The shipping sector accounts for over 80% of all trade, with further growth expected. The sector also represents around 3% of total CO2 emissions. If unchecked, this could rise by half by 2050.
The International Maritime Organization acknowledges the need for climate action and they’ve mandated emission reductions of 5% for all vessels by 2050.
The United Kingdom, Japan, and the United States have all declared a target for net-zero shipping emissions within the same time frame.
In order to reach these goals, the sector would need to implement strategic zero-emission programs within the next few years. The technologies that are necessary are available, but they need to be deployed at a greater scale, greater speed, whilst at a lower cost.

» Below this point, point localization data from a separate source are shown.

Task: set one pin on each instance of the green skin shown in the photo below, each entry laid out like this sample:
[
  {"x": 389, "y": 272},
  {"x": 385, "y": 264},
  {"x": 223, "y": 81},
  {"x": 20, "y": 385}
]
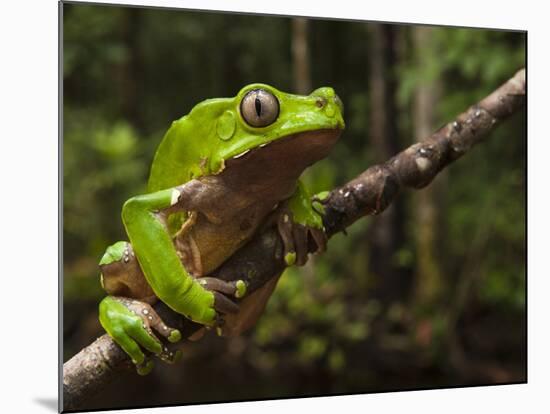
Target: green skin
[{"x": 198, "y": 148}]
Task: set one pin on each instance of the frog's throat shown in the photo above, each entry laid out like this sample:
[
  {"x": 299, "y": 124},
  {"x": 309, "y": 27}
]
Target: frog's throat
[{"x": 287, "y": 155}]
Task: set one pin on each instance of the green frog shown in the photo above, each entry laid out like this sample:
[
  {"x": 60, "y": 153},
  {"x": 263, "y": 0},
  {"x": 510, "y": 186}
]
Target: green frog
[{"x": 221, "y": 173}]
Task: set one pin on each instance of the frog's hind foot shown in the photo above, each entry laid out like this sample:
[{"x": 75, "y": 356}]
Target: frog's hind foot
[
  {"x": 221, "y": 290},
  {"x": 298, "y": 239},
  {"x": 130, "y": 323}
]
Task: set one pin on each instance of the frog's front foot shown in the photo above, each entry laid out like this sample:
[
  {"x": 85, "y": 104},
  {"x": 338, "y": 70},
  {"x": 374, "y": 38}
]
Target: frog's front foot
[
  {"x": 130, "y": 323},
  {"x": 298, "y": 238},
  {"x": 223, "y": 291}
]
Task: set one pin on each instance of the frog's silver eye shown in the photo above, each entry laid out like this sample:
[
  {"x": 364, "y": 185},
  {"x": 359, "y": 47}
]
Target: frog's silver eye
[{"x": 259, "y": 108}]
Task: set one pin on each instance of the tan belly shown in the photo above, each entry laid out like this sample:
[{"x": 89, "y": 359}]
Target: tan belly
[{"x": 207, "y": 245}]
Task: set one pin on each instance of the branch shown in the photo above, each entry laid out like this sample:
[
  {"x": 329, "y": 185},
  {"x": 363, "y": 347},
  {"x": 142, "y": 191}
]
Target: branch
[{"x": 368, "y": 194}]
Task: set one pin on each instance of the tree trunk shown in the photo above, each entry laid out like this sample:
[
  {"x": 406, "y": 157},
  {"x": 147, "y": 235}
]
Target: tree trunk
[
  {"x": 386, "y": 235},
  {"x": 428, "y": 281},
  {"x": 300, "y": 56}
]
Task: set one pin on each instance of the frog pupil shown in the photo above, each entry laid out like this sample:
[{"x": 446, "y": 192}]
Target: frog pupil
[{"x": 258, "y": 105}]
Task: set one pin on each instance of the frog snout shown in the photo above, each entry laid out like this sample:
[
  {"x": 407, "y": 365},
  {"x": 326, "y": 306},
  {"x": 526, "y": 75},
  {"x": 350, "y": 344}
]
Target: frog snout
[{"x": 327, "y": 99}]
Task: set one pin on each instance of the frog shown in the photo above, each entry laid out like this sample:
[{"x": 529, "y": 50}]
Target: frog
[{"x": 221, "y": 173}]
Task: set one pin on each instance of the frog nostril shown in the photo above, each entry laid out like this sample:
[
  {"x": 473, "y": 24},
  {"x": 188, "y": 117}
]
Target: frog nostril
[
  {"x": 320, "y": 102},
  {"x": 339, "y": 103}
]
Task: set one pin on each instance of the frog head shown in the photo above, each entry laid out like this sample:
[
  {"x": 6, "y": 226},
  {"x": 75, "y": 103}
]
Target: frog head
[
  {"x": 303, "y": 127},
  {"x": 259, "y": 125}
]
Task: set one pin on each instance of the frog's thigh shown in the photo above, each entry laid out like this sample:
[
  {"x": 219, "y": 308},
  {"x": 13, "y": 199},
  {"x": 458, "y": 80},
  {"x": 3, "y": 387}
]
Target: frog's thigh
[{"x": 251, "y": 308}]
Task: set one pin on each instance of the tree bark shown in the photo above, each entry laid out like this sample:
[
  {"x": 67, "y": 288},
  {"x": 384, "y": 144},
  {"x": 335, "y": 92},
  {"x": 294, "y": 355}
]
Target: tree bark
[
  {"x": 386, "y": 235},
  {"x": 368, "y": 194},
  {"x": 428, "y": 276}
]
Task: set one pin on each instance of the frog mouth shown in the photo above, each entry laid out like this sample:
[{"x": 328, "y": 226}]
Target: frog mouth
[{"x": 299, "y": 148}]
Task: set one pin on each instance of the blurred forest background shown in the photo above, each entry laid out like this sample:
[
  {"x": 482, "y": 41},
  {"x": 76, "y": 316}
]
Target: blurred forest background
[{"x": 431, "y": 293}]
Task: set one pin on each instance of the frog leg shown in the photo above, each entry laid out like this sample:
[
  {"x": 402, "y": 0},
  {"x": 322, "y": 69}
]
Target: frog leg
[
  {"x": 130, "y": 322},
  {"x": 300, "y": 224},
  {"x": 145, "y": 220}
]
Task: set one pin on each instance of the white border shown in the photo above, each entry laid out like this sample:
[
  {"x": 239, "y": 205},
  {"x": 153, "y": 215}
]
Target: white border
[{"x": 28, "y": 32}]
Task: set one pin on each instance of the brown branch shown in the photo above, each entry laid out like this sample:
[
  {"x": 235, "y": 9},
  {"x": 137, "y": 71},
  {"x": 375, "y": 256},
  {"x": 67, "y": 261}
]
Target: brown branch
[{"x": 368, "y": 194}]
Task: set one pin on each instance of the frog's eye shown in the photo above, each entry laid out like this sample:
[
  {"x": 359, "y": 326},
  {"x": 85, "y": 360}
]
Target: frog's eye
[{"x": 259, "y": 108}]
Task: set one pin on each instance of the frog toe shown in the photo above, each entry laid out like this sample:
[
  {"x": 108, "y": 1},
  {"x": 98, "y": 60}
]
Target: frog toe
[{"x": 145, "y": 367}]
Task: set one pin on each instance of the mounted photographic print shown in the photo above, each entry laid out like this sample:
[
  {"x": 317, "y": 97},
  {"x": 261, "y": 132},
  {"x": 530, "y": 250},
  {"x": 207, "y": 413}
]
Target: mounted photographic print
[{"x": 260, "y": 207}]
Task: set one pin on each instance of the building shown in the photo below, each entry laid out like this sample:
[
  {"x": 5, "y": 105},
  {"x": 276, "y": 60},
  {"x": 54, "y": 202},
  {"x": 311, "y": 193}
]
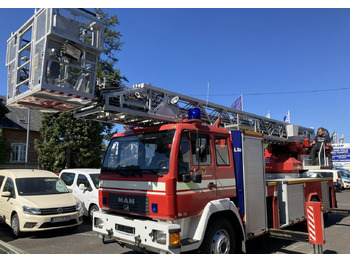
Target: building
[{"x": 13, "y": 122}]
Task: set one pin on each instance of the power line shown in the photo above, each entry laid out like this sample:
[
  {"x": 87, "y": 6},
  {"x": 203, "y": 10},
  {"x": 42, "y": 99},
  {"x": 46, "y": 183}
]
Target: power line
[{"x": 282, "y": 93}]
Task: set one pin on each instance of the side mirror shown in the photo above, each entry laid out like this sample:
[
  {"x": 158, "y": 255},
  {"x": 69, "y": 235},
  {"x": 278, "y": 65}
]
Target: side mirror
[
  {"x": 6, "y": 194},
  {"x": 186, "y": 178},
  {"x": 196, "y": 178}
]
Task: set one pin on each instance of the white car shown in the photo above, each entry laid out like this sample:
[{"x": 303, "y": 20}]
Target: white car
[
  {"x": 36, "y": 200},
  {"x": 83, "y": 183}
]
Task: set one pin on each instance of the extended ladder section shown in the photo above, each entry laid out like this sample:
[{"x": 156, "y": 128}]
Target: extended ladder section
[
  {"x": 145, "y": 105},
  {"x": 52, "y": 65}
]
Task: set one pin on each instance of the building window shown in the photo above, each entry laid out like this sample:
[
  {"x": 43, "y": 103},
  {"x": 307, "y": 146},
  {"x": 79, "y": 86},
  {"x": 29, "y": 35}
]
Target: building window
[{"x": 18, "y": 152}]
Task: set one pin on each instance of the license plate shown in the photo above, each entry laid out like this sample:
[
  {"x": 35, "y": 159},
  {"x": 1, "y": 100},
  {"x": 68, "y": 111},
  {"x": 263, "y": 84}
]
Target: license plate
[
  {"x": 125, "y": 229},
  {"x": 60, "y": 219}
]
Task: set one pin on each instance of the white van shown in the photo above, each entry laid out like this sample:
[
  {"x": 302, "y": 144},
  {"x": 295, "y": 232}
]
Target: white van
[
  {"x": 36, "y": 200},
  {"x": 84, "y": 185}
]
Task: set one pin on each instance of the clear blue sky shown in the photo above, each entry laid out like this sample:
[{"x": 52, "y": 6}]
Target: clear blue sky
[{"x": 279, "y": 59}]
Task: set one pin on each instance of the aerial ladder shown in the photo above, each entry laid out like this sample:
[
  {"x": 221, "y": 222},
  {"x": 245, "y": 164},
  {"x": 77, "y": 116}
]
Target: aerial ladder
[{"x": 52, "y": 64}]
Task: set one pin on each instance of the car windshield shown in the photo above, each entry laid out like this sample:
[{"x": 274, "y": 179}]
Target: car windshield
[
  {"x": 40, "y": 186},
  {"x": 95, "y": 179},
  {"x": 139, "y": 154}
]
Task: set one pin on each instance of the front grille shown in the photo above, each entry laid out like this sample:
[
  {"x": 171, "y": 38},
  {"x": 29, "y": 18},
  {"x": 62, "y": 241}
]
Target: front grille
[
  {"x": 59, "y": 224},
  {"x": 57, "y": 210}
]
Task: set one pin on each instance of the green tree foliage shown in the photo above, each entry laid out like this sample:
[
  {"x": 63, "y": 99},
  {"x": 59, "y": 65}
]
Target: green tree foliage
[
  {"x": 69, "y": 142},
  {"x": 4, "y": 149},
  {"x": 112, "y": 45}
]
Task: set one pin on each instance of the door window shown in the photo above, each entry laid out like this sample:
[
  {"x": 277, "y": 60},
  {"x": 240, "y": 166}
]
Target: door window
[
  {"x": 221, "y": 151},
  {"x": 68, "y": 178},
  {"x": 203, "y": 156},
  {"x": 9, "y": 186},
  {"x": 1, "y": 180},
  {"x": 82, "y": 179}
]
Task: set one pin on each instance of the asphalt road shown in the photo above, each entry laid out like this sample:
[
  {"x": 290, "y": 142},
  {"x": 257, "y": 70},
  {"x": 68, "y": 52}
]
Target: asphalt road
[{"x": 84, "y": 241}]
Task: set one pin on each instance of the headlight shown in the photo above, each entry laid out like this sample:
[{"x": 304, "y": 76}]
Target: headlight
[
  {"x": 78, "y": 206},
  {"x": 31, "y": 210},
  {"x": 98, "y": 222},
  {"x": 160, "y": 237}
]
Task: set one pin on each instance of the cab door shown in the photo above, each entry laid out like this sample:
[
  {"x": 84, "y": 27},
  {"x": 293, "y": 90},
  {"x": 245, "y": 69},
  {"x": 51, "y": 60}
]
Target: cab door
[{"x": 195, "y": 157}]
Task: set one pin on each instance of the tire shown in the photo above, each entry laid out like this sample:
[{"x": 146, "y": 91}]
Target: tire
[
  {"x": 15, "y": 226},
  {"x": 219, "y": 238},
  {"x": 92, "y": 209}
]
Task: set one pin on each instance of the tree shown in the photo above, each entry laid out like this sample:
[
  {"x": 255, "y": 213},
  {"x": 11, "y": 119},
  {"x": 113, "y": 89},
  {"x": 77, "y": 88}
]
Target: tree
[
  {"x": 4, "y": 149},
  {"x": 69, "y": 142}
]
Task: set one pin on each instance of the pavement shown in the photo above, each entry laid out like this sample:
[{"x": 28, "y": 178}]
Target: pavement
[{"x": 9, "y": 249}]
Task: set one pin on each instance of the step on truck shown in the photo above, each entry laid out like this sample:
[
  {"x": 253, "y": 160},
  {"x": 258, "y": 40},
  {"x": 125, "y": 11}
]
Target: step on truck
[{"x": 186, "y": 174}]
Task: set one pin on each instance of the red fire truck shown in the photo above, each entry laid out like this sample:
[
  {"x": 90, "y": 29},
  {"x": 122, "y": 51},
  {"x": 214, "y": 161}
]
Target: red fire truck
[
  {"x": 187, "y": 174},
  {"x": 185, "y": 186}
]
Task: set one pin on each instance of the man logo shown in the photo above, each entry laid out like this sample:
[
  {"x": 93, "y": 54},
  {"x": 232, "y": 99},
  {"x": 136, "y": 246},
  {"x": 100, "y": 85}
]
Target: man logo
[{"x": 126, "y": 200}]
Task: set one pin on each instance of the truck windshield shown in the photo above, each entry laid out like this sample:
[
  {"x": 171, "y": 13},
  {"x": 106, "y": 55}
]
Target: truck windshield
[{"x": 139, "y": 153}]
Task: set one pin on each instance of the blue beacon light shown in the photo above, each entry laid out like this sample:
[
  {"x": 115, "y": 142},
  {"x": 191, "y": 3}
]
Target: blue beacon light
[{"x": 194, "y": 114}]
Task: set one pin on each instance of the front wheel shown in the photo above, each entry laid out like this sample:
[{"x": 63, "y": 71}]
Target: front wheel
[
  {"x": 15, "y": 225},
  {"x": 219, "y": 238},
  {"x": 93, "y": 209}
]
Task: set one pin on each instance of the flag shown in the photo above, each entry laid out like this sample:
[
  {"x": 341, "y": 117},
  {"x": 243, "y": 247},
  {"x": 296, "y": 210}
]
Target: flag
[
  {"x": 287, "y": 117},
  {"x": 268, "y": 115},
  {"x": 238, "y": 104}
]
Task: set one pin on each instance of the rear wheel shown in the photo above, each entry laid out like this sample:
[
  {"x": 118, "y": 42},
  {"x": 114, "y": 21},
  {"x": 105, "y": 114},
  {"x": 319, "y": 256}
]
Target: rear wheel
[
  {"x": 15, "y": 225},
  {"x": 219, "y": 238}
]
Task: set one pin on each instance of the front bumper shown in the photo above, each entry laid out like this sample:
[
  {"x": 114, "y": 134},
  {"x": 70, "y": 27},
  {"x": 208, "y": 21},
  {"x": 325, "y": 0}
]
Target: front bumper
[
  {"x": 137, "y": 234},
  {"x": 46, "y": 222}
]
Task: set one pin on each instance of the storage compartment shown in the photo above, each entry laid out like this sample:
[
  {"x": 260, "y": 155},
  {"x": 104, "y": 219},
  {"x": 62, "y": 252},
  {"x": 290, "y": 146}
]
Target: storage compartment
[{"x": 291, "y": 203}]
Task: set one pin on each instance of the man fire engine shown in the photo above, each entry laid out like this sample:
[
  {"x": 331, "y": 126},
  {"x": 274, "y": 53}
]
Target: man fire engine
[{"x": 187, "y": 175}]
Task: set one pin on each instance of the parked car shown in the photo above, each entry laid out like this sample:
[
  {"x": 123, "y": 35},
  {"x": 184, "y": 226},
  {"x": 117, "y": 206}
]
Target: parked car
[
  {"x": 35, "y": 200},
  {"x": 84, "y": 185}
]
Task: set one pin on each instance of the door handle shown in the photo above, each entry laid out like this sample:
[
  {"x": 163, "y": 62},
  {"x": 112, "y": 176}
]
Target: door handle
[{"x": 211, "y": 186}]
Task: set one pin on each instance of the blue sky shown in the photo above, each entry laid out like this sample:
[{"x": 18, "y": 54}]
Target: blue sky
[{"x": 278, "y": 59}]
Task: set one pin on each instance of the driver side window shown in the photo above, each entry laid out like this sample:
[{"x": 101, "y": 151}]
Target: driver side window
[
  {"x": 9, "y": 186},
  {"x": 184, "y": 158}
]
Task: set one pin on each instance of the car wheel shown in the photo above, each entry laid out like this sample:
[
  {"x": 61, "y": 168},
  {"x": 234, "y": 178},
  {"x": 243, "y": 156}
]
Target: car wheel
[
  {"x": 93, "y": 209},
  {"x": 219, "y": 238},
  {"x": 15, "y": 225}
]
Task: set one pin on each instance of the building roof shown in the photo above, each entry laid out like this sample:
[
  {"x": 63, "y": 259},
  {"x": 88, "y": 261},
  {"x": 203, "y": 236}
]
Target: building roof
[{"x": 17, "y": 118}]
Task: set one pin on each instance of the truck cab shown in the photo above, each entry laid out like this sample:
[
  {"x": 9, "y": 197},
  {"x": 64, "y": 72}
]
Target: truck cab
[{"x": 168, "y": 173}]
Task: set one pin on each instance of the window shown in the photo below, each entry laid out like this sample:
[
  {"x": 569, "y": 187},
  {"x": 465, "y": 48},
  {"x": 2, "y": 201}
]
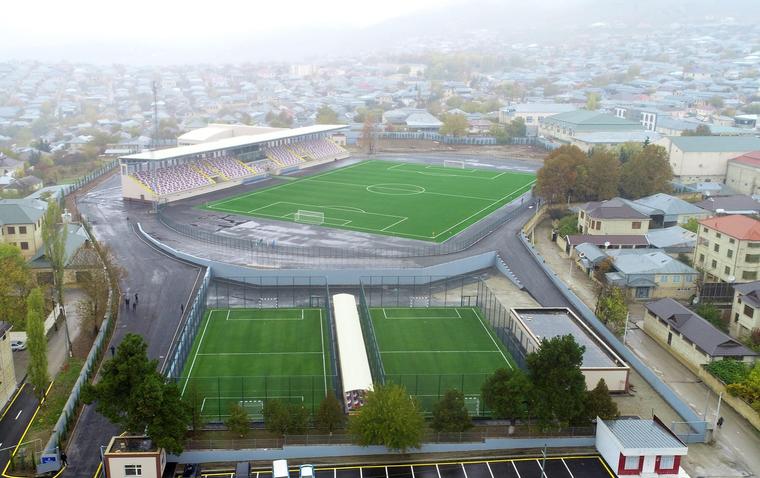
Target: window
[{"x": 132, "y": 470}]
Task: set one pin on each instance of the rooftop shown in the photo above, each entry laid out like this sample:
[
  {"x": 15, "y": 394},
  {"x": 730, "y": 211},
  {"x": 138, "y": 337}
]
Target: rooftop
[
  {"x": 737, "y": 226},
  {"x": 696, "y": 329}
]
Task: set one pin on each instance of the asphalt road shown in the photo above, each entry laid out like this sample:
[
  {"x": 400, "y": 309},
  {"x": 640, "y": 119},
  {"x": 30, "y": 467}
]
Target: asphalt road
[
  {"x": 14, "y": 422},
  {"x": 162, "y": 284}
]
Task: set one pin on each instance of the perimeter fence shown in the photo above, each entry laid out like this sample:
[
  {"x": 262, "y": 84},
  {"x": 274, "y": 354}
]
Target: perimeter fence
[{"x": 266, "y": 248}]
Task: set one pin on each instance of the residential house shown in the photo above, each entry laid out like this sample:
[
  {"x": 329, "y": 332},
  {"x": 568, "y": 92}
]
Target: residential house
[
  {"x": 21, "y": 224},
  {"x": 743, "y": 173},
  {"x": 728, "y": 248},
  {"x": 705, "y": 158},
  {"x": 638, "y": 448},
  {"x": 745, "y": 311},
  {"x": 7, "y": 368},
  {"x": 651, "y": 273},
  {"x": 689, "y": 337},
  {"x": 613, "y": 216}
]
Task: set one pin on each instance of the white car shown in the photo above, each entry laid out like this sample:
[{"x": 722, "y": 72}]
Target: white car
[{"x": 17, "y": 345}]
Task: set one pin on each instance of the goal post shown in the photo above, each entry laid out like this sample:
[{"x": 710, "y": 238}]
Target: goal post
[
  {"x": 309, "y": 217},
  {"x": 450, "y": 163}
]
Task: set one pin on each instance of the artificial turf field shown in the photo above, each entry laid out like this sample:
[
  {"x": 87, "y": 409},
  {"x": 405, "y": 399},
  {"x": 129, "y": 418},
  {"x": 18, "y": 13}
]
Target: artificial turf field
[
  {"x": 415, "y": 201},
  {"x": 246, "y": 356},
  {"x": 431, "y": 350}
]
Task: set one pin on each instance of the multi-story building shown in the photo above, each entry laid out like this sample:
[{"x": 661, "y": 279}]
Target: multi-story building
[
  {"x": 21, "y": 224},
  {"x": 613, "y": 216},
  {"x": 728, "y": 248}
]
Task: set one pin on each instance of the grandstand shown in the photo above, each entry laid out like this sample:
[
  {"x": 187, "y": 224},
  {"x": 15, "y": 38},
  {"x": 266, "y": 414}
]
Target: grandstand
[{"x": 242, "y": 154}]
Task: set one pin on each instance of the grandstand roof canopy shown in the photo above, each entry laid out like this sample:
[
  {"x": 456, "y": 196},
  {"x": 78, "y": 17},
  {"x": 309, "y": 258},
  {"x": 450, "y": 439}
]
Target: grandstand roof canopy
[{"x": 238, "y": 141}]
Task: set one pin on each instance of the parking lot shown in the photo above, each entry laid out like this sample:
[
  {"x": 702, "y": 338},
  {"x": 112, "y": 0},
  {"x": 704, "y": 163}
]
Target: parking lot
[{"x": 590, "y": 466}]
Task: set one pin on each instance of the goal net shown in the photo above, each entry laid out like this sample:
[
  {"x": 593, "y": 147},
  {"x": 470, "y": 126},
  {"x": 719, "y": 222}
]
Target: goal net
[
  {"x": 453, "y": 164},
  {"x": 310, "y": 217}
]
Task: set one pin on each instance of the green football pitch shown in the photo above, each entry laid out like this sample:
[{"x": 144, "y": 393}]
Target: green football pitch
[
  {"x": 432, "y": 350},
  {"x": 415, "y": 201},
  {"x": 247, "y": 356}
]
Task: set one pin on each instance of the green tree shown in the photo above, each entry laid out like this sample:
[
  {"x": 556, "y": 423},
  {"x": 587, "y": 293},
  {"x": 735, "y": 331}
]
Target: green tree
[
  {"x": 14, "y": 285},
  {"x": 564, "y": 175},
  {"x": 454, "y": 125},
  {"x": 507, "y": 393},
  {"x": 646, "y": 173},
  {"x": 330, "y": 414},
  {"x": 238, "y": 421},
  {"x": 592, "y": 101},
  {"x": 604, "y": 169},
  {"x": 133, "y": 395},
  {"x": 612, "y": 308},
  {"x": 559, "y": 387},
  {"x": 389, "y": 417},
  {"x": 450, "y": 414},
  {"x": 599, "y": 403},
  {"x": 326, "y": 115},
  {"x": 37, "y": 342}
]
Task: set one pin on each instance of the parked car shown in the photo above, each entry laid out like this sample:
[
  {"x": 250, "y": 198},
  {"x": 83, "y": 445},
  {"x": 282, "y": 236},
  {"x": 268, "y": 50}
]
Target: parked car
[{"x": 17, "y": 345}]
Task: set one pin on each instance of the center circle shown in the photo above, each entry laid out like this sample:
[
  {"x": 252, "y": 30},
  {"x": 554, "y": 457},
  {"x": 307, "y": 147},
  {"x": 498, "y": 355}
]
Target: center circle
[{"x": 396, "y": 189}]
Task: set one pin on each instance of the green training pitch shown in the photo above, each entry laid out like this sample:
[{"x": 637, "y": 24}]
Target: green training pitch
[
  {"x": 247, "y": 356},
  {"x": 432, "y": 350},
  {"x": 415, "y": 201}
]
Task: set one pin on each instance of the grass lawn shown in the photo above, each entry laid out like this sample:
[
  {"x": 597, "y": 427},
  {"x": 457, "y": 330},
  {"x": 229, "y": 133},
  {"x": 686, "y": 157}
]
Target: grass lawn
[
  {"x": 416, "y": 201},
  {"x": 247, "y": 356},
  {"x": 431, "y": 350}
]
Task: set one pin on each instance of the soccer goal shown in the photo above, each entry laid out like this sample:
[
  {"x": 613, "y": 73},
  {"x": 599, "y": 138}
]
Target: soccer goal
[
  {"x": 309, "y": 217},
  {"x": 447, "y": 163}
]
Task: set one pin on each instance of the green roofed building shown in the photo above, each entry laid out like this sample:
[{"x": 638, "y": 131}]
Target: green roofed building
[{"x": 705, "y": 158}]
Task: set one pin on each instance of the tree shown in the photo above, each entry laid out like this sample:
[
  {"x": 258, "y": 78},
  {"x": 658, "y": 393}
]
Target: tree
[
  {"x": 701, "y": 130},
  {"x": 599, "y": 403},
  {"x": 326, "y": 115},
  {"x": 506, "y": 392},
  {"x": 559, "y": 387},
  {"x": 611, "y": 307},
  {"x": 14, "y": 285},
  {"x": 389, "y": 417},
  {"x": 564, "y": 175},
  {"x": 37, "y": 342},
  {"x": 238, "y": 422},
  {"x": 330, "y": 414},
  {"x": 646, "y": 173},
  {"x": 450, "y": 414},
  {"x": 454, "y": 125},
  {"x": 604, "y": 169},
  {"x": 133, "y": 395},
  {"x": 592, "y": 101}
]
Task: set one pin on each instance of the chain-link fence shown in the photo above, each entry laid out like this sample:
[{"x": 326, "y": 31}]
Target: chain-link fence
[{"x": 269, "y": 251}]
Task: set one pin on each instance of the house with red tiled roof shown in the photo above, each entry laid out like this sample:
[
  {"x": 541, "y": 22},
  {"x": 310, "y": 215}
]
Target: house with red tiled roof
[
  {"x": 728, "y": 248},
  {"x": 743, "y": 173}
]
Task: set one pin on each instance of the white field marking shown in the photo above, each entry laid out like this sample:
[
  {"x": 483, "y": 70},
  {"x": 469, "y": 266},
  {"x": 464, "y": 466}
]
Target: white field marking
[
  {"x": 490, "y": 205},
  {"x": 192, "y": 364},
  {"x": 492, "y": 339},
  {"x": 216, "y": 204},
  {"x": 567, "y": 468},
  {"x": 322, "y": 337}
]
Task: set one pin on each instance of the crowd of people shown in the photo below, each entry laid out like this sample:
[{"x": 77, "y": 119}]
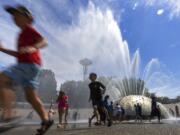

Zero-emission fuels are extremely expensive as compared to conventional fuels, and finding industry-wide solutions isn't easy, given the complex nature of the sector.
However, one way to accelerate decarbonization is to implement "green corridors," which are specific trade routes between major port hubs where zero-emission solutions are being supported.
These "green corridors" would be large enough to include all value-chain actors, such as fuel producers, cargo owners, and regulatory authorities.
They would provide certainty to fuel producers and send signals to vessel operators, shipyards, and engine manufacturers to ramp up investment in zero-emission shipping, ultimately making the risks a little better for all involved.